Juppe and son to move out of flats in corruption row

STEPHEN JESSEL

Paris

Amid rumours of the imminent resignation of the Prime Minister, Alain Juppe, the French franc came under attack yesterday and prices fell on the Paris stock exchange.

Mr Juppe denied the rumours last night, and said he and his son would move out of apartments owned by the city of Paris which have been the subject of a judicial investigation of allegations Mr Juppe abused power to lower rent or pay for renovations. "My children have or will move in the coming weeks and I will do the same to turn the page which is for me a deep wound," he said.

It was not clear what effect, if any, the move would have on the investigation of his actions while assistant Paris mayor in charge of finances from 1989 to 1993.

The rumours were prompted by the disclosure that police had opened a preliminary inquiry into possible abuse by Mr Juppe of his position to allocate himself a luxury flat belonging to the city of Paris, and to reduce the rent of another city-owned flat let to his son.

At this stage the affair stops short of being a major scandal but it is proving embarrassing and damaging to the Prime Minister. The political rumour mill has begun to grind out names of possible successors in the unlikely event that President Jacques Chirac feels able to do without Mr Juppe.

A collapse in support for the Prime Minister was confirmed by three opinion polls yesterday which showed that, in the space of a month, backing for Mr Juppe had fallen by 21 percentage points in one poll, 18 in a second poll and 16 in a third. They provided little comfort for Mr Chirac, whose own standing fell by 10, 11 and 13 points in the surveys.

Although tax increases, a public-sector wage freeze and disappointment over the failure of the government to achieve early economic success lie behind the steady drop in the two men's ratings, Mr Juppe is being further damaged by the controversy about the use of city-owned housing. He appeared to have beaten back one legal challenge arising from revelations that he reduced the rent of a flat let to his son Laurent, by Fr1,000 a month while in charge of the finances at the Paris city hall. Prosecutors decided that since Mr Juppe himself had not benefited financially he had committed no offence.

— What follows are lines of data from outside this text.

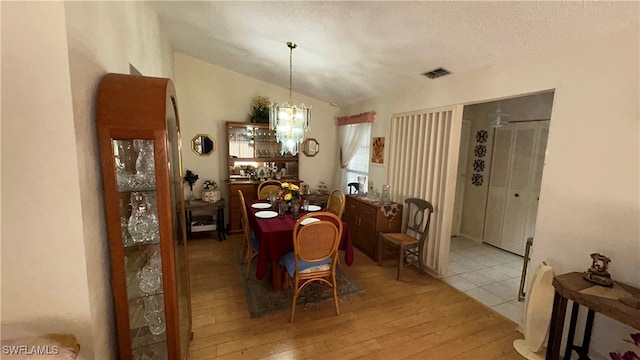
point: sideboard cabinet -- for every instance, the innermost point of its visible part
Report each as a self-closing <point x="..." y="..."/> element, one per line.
<point x="139" y="135"/>
<point x="366" y="219"/>
<point x="254" y="155"/>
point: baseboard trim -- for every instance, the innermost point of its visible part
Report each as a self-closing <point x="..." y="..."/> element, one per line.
<point x="471" y="237"/>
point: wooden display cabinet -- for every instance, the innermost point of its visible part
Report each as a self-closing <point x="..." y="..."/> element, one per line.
<point x="253" y="154"/>
<point x="366" y="220"/>
<point x="139" y="134"/>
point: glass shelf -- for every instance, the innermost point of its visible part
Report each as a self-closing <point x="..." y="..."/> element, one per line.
<point x="139" y="136"/>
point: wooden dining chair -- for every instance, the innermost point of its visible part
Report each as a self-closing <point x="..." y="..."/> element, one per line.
<point x="268" y="187"/>
<point x="315" y="255"/>
<point x="413" y="239"/>
<point x="250" y="244"/>
<point x="336" y="202"/>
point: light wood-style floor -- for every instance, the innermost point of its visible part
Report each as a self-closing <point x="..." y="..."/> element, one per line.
<point x="418" y="318"/>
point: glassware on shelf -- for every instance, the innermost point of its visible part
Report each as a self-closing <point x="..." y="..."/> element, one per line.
<point x="295" y="209"/>
<point x="145" y="163"/>
<point x="150" y="275"/>
<point x="154" y="314"/>
<point x="123" y="160"/>
<point x="126" y="238"/>
<point x="362" y="183"/>
<point x="143" y="222"/>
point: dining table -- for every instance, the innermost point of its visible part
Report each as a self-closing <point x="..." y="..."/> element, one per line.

But attention has turned to an apartment let to Mr Juppe, in a chic area of central Paris at a rent well below the market rate. Claims that he was not directly involved in the distribution of city-owned flats appear to have been demolished by evidence from a city employee that Mr Juppe was closely involved in allotting flats, authorising repair work and setting rents. Renovation work worth Fr1.1m (pounds 140,000) was done to Mr Juppe's flat before he moved in.

The case is with prosecutors who have asked Paris city hall for a number of documents, and called on the police to conduct an inquiry to establish the facts. The legal position is not clear, as any offence committed by Mr Juppe may be covered by a statute of limitations.